Double Take: Area athletes juggle multiple sports

Adam Papin/MDN Jett Lundeen pitches for the Bishop Ryan baseball team in the Lions’ season opener against Berthold earlier this month.

When one of his father’s friends asked if Jett Lundeen wanted to play on a traveling team, he balked at the thought of playing organized baseball.

“I was like no way. I don’t want to play any tournaments in the summer,” Lundeen recalled.

He and his parents were skeptical of the idea, given how much time the family spent at Rice Lake.

Lundeen played baseball as a kid with his friends growing up, but he never really liked the sport. Despite his reservations, he did end up playing that summer with kids on the Minot High team, including Kellan Burke and Easton Panasuk that summer, and he fell in love with it.

Lundeen also started pitching in the front yard of his friend Mackley Morelli, who at the time played catcher.

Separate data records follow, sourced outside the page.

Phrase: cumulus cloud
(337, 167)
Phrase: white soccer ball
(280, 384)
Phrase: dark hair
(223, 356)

Adam Papin/MDN Minot High’s Maicee Burke runs in a preliminary heat of the 100 meters at the 2023 NDHSAA State Track and Field Championships last May.

“He would get down in his catcher gear, and I would throw to him probably twice a day. It was really fun,” said Lundeen.

Eventually, he caught the eye of Ben Magnuson, Bishop Ryan’s head baseball coach at the time. Magnuson thought Lundeen was good enough to pitch varsity as an eighth grader.

“I was still really raw, but I just had a good arm and was able to find the zone,” said Lundeen.

That season, he pitched in the Region championship game for Bishop Ryan.

Lundeen’s other passion is golf. He credits his family for him developing the love of the sport because they put him in lessons at an early age.

“My uncles were big golfers on both my mom’s side and my dad’s side,” said Lundeen. “I golf with them a lot. And then my family started to get involved more. I progressed from there.”

Lundeen finished fifth in his Region as an eighth grader, his first year playing high school golf. The experience led him to dedicate more of his time to the sport.

It also left Lundeen with a dilemma. Which sport to continue in?

“My eighth grade year, I didn’t know if I could do it,” said Lundeen. “I decided to play both and then make a decision my freshman year.”

Coach Magnuson convinced Lundeen that he could do both, but also stressed how critical it was to communicate which practices he was going to be at, or if he was going to make games. There was one other rule: when golf was over, Lundeen needed to be all in on baseball.

He found the hardest part of playing multiple sports to be the academics, and not getting behind with all of the class time he misses for games and tournaments.

Communication with coaches is a key challenge for athletes playing multiple sports in the same season, but it can work according to Minot High girls’ soccer head coach Matt Pfau, who sees Maicee Burke compete at a high level both on the pitch and on the track.

Burke is both a co-captain of the soccer team and a standout sprinter on the Majettes’ track team, qualifying for state finals in multiple events.

“We’ve had a good relationship with the track coaches. They understand that the kids are getting a good workout in soccer,” said Pfau. “They’re able to just take them if they’re on a relay to work on handoff and coming out of the blocks for 25-30 minutes, and then they’ll send them over so soccer.”

He credits the ease of working with the track and field coaches for making it successful.

“You have to be committed to staying healthy and not push yourself to hard trying to go to two practices a day. Maicee has been really good at controlling that and doing the one practice.”

Burke focuses on qualifying for the state track meet as early as possible because state is what matters the most for her in track.

“It takes a lot of communication,” said Burke. “I mostly go to soccer and that usually gets my workout in for track.”